/aggregate/groupby

URL: http://<db.host>:<db.port>/aggregate/groupby

Calculates unique combinations (groups) of values for the given columns in a given table or view and computes aggregates on each unique combination. This is somewhat analogous to an SQL-style SELECT...GROUP BY.

For aggregation details and examples, see Aggregation. For limitations, see Aggregation Limitations.

Any column(s) can be grouped on, and all column types except unrestricted-length strings may be used for computing applicable aggregates; columns marked as store-only are unable to be used in grouping or aggregation.

The results can be paged via the input parameter offset and input parameter limit parameters. For example, to get 10 groups with the largest counts the inputs would be: limit=10, options={"sort_order":"descending", "sort_by":"value"}.

Input parameter options can be used to customize behavior of this call e.g. filtering or sorting the results.

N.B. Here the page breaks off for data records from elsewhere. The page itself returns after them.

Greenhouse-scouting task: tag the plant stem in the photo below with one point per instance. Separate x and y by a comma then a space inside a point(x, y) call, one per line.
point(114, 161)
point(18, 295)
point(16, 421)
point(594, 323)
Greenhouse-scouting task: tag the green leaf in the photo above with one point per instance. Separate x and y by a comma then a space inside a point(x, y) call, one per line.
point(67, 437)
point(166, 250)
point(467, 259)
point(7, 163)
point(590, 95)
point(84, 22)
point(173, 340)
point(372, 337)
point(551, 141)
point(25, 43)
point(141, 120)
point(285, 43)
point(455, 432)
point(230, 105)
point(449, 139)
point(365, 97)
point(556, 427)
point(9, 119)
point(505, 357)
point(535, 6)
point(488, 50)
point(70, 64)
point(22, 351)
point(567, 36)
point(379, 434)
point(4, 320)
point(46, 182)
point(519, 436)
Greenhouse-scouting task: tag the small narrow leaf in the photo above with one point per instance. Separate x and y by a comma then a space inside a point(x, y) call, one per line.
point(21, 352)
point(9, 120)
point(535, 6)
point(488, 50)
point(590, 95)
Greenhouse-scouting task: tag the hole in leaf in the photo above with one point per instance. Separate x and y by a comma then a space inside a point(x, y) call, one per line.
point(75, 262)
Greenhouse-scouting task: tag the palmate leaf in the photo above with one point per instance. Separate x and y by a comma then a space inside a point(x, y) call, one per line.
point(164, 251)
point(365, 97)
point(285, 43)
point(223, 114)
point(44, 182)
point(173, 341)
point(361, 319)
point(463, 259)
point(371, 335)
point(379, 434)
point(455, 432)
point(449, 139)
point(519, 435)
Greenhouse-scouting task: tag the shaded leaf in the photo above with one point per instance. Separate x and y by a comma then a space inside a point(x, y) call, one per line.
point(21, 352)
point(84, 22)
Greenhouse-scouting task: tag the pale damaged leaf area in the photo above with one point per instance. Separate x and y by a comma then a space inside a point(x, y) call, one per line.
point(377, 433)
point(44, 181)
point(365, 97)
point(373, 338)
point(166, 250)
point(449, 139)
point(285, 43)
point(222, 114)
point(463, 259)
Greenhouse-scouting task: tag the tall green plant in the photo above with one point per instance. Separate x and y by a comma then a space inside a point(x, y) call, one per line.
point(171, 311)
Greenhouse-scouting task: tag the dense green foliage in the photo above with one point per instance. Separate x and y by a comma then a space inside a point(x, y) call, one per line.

To group by columns 'x' and 'y' and compute the number of objects within each group, use: column_names=['x','y','count(*)'].

To also compute the sum of 'z' over each group, use: column_names=['x','y','count(*)','sum(z)'].

Available aggregation functions are: count(*), sum, min, max, avg, mean, stddev, stddev_pop, stddev_samp, var, var_pop, var_samp, arg_min, arg_max and count_distinct.

Available grouping functions are Rollup, Cube, and Grouping Sets

This service also provides support for Pivot operations.

Filtering on aggregates is supported via expressions using aggregation functions supplied to having.

The response is returned as a dynamic schema. For details see: dynamic schemas documentation.

If a result_table name is specified in the input parameter options, the results are stored in a new table with that name--no results are returned in the response. Both the table name and resulting column names must adhere to standard naming conventions; column/aggregation expressions will need to be aliased. If the source table's shard key is used as the grouping column(s) and all result records are selected (input parameter offset is 0 and input parameter limit is -9999), the result table will be sharded, in all other cases it will be replicated. Sorting will properly function only if the result table is replicated or if there is only one processing node and should not be relied upon in other cases. Not available when any of the values of input parameter column_names is an unrestricted-length string.

Input Parameter Description

Name

Type

Description

table_name

string

Name of an existing table or view on which the operation will be performed, in [schema_name.]table_name format, using standard name resolution rules.

column_names

array of strings

List of one or more column names, expressions, and aggregate expressions.

offset

long

A positive integer indicating the number of initial results to skip (this can be useful for paging through the results). The default value is 0.The minimum allowed value is 0. The maximum allowed value is MAX_INT.

limit

long

A positive integer indicating the maximum number of results to be returned, or END_OF_SET (-9999) to indicate that the maximum number of results allowed by the server should be returned. The number of records returned will never exceed the server's own limit, defined by the max_get_records_size parameter in the server configuration. Use output parameter has_more_records to see if more records exist in the result to be fetched, and input parameter offset & input parameter limit to request subsequent pages of results. The default value is -9999.

encoding

string

Specifies the encoding for returned records. The default value is binary.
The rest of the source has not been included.